Personal Connection

Personal Connection

From the Syllabus

Part 1:  Personal Connection.  After identifying a historical crisis to develop into a graphic narrative, you will write a personal essay in which you narrate your connection to the topic, explain its interest to you, and address what you hope to gain by writing about it.  (3 pages)

 

More Details

Now that we’ve started experiencing the content of the course, it’s time to turn our attention to making some decisions about the course-long writing project that you’ll be undertaking.  Your first step is to select a historical moment of conflict or crisis that you want to explore more deeply—and eventually use as the backdrop of your own graphic narrative. 

Each of the writers we will encounter this semester had a personal connection to the events he or she wrote about.  In Persepolis and American Widow, the authors experienced the events firsthand.  In the case of Maus, the author had a family member who was involved.  Safe Area Gorazde, as a work of comics’ journalism, required the author to travel to the affected area and conduct interviews with people who were involved.  The connection in Capote in Kansas is looser, but still significant:  the author, being from Kansas, is geographically connected to the events described. 

As you consider which historical crisis to write about, think broadly and deeply. 

  • What have you lived through?  (Wars in Afghanistan and Iraq, Hurricane Katrina, the Occupy Wall Street movement, school shootings)
  • What have family members or close friends experienced?  (Civil Rights movement, assassination of Kennedy, Space Shuttle Challenger Disaster)
  • Who do you know that you could interview?  (A Vietnam War vet, a refugee who fled a difficult situation in another country, someone who lived through a major natural disaster)
  • What has happened in Kansas or anywhere else that you have lived?  (Potawatomi Trail of Death in 1838, Brown vs.
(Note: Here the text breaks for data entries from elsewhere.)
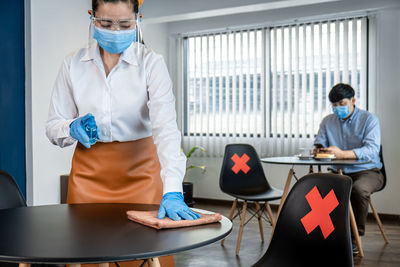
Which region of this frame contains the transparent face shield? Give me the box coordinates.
[88,13,144,55]
[136,13,144,55]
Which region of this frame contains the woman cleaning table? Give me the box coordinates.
[46,1,199,266]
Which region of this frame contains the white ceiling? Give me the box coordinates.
[140,0,343,24]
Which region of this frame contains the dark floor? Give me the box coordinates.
[174,200,400,267]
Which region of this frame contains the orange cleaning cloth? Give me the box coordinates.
[127,210,222,230]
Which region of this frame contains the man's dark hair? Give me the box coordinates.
[328,83,355,103]
[92,0,139,14]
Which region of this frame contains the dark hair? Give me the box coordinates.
[328,83,355,103]
[92,0,139,14]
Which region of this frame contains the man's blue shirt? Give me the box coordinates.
[314,107,382,173]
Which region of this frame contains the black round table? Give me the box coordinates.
[0,203,232,265]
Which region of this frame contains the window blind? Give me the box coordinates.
[182,17,368,157]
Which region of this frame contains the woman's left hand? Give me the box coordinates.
[158,192,201,221]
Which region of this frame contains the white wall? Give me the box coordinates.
[373,9,400,214]
[167,0,400,34]
[30,0,90,205]
[28,0,169,205]
[141,23,169,63]
[168,1,400,214]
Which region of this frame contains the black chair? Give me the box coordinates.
[0,170,26,210]
[0,171,63,267]
[0,170,26,267]
[219,144,282,255]
[252,173,353,267]
[368,145,389,243]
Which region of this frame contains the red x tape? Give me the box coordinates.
[231,153,250,174]
[300,186,339,239]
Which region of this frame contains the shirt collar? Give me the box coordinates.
[80,41,139,66]
[341,106,358,123]
[120,43,139,66]
[80,41,99,62]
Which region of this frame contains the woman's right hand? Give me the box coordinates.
[69,113,100,148]
[158,192,200,221]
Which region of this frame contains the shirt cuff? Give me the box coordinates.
[162,176,183,195]
[62,119,76,138]
[352,148,363,159]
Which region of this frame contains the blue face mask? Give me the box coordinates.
[93,26,136,54]
[332,105,350,119]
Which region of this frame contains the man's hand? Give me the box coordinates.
[313,144,324,155]
[319,146,356,159]
[319,146,343,158]
[312,147,321,154]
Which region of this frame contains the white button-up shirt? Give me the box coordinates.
[46,41,186,194]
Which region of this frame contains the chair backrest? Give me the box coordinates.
[0,170,27,210]
[378,145,387,192]
[253,173,353,267]
[219,144,271,196]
Board of Education in Topeka, Quantrill’s Raid)

As you can see, your topic can be from a long time ago or from rather recently.  Also, you can be very intimately connected with your topic, or you may be connected to it only loosely.  Please, please, please choose something you’re interested in, as you will be spending all semester immersed in it.  
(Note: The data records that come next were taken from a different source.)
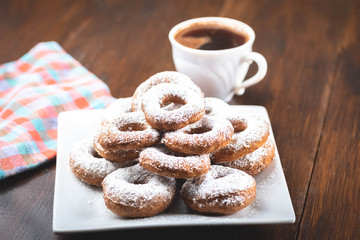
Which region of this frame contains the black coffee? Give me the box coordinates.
[175,24,248,50]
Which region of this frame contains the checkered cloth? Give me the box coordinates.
[0,42,115,180]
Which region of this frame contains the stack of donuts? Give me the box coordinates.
[69,71,275,218]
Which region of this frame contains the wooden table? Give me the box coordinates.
[0,0,359,239]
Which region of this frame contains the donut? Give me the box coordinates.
[93,137,142,162]
[69,138,136,187]
[141,83,205,130]
[211,113,270,163]
[139,145,210,178]
[181,165,256,215]
[102,164,176,218]
[101,97,132,125]
[131,71,203,111]
[220,137,275,176]
[204,97,231,116]
[163,115,234,154]
[95,111,161,151]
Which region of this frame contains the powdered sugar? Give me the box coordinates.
[163,115,234,154]
[181,165,256,207]
[141,83,205,129]
[131,71,203,111]
[221,138,275,175]
[140,145,209,169]
[230,114,270,149]
[93,137,142,162]
[255,156,279,195]
[102,97,132,124]
[96,111,160,150]
[69,138,134,181]
[204,97,230,116]
[139,145,210,178]
[102,164,176,208]
[211,113,270,163]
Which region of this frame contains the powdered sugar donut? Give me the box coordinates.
[163,115,234,154]
[131,71,203,111]
[220,137,275,175]
[139,145,211,178]
[101,97,132,125]
[69,138,136,187]
[95,111,160,151]
[211,113,270,163]
[204,97,231,116]
[181,165,256,215]
[141,83,205,130]
[93,138,142,162]
[102,164,176,218]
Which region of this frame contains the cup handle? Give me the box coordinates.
[234,52,268,95]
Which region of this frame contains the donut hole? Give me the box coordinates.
[231,120,248,132]
[185,126,212,135]
[234,123,247,132]
[119,123,147,132]
[213,171,228,180]
[205,106,214,115]
[128,176,150,185]
[130,179,148,185]
[160,95,186,111]
[88,145,102,158]
[161,102,183,111]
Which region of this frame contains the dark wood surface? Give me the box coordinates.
[0,0,359,239]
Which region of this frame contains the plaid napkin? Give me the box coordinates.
[0,42,115,180]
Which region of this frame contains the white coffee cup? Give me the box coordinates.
[169,17,267,102]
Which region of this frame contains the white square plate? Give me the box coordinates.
[53,105,295,233]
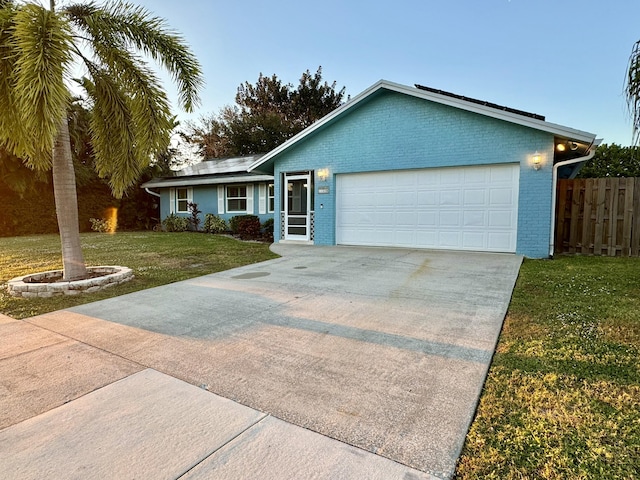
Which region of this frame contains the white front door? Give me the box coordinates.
[284,173,311,241]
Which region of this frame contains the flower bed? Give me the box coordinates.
[7,266,133,298]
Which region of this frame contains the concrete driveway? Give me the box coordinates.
[0,244,522,479]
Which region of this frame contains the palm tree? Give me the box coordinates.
[0,0,202,280]
[626,40,640,146]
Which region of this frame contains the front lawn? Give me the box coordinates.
[456,256,640,479]
[0,232,278,319]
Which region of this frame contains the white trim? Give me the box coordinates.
[226,184,250,213]
[169,188,175,214]
[248,80,597,172]
[246,184,254,214]
[217,185,225,214]
[284,173,311,241]
[175,187,192,213]
[141,174,273,189]
[268,183,275,213]
[258,183,267,214]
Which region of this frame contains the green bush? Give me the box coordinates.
[162,213,189,232]
[262,218,274,236]
[229,215,261,240]
[203,213,227,234]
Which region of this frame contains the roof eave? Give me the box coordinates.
[141,174,274,189]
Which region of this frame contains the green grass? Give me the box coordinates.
[456,256,640,479]
[0,232,278,319]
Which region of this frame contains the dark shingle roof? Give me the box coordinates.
[414,84,545,121]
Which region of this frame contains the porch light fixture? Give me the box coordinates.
[532,151,542,170]
[317,168,329,181]
[556,143,566,152]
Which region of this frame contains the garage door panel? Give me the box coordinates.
[336,165,519,253]
[464,189,487,206]
[462,232,486,249]
[440,190,461,206]
[396,211,417,226]
[488,232,514,251]
[439,231,462,248]
[417,190,438,205]
[417,211,437,226]
[376,192,395,206]
[463,211,486,227]
[439,211,462,227]
[396,191,416,206]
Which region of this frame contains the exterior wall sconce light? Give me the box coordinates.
[532,152,542,170]
[556,143,566,152]
[317,168,329,181]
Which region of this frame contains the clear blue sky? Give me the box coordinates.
[135,0,640,146]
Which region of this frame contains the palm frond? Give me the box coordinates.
[77,35,174,157]
[64,1,203,112]
[626,40,640,146]
[79,64,171,198]
[11,3,72,168]
[0,3,23,155]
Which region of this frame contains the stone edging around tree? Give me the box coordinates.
[7,266,133,298]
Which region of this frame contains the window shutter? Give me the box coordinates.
[217,185,225,214]
[258,184,267,214]
[246,184,254,214]
[169,188,175,214]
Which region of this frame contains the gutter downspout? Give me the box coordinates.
[144,187,161,198]
[549,138,602,257]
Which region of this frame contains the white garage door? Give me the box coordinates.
[336,164,519,253]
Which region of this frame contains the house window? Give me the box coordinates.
[268,183,275,213]
[176,187,191,213]
[227,185,248,212]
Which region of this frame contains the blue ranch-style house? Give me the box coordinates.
[143,80,599,258]
[142,155,275,226]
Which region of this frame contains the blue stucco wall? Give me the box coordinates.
[159,183,273,227]
[272,90,555,258]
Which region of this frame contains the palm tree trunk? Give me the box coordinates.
[52,114,88,281]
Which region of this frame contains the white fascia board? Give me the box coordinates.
[248,79,597,171]
[141,174,273,189]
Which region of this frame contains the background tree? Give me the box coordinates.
[184,67,346,158]
[577,143,640,178]
[0,1,202,280]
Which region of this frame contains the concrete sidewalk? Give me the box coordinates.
[0,316,434,479]
[0,245,522,479]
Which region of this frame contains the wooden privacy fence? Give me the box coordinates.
[555,177,640,256]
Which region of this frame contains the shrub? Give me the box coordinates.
[187,201,202,231]
[162,213,189,232]
[230,215,261,240]
[203,213,227,234]
[262,218,274,237]
[89,217,116,233]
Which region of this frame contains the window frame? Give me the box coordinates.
[226,185,248,213]
[268,183,275,213]
[175,187,192,213]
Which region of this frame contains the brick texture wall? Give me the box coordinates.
[273,91,554,257]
In addition to writing about a historical event to which you’re connected, your topic must be something that has enough of a public record that you will be able to conduct meaningful library research about it. 

Once you have selected your topic, you will write approximately three pages in which you explain the topic, your connection to it, and what you hope to gain from writing about it.  This paper does not require any outside research (that will come later), so it will be primarily narrative in style and reflective in tone.  However, please still structure it like an academic essay, with an introduction, body paragraphs, and conclusion.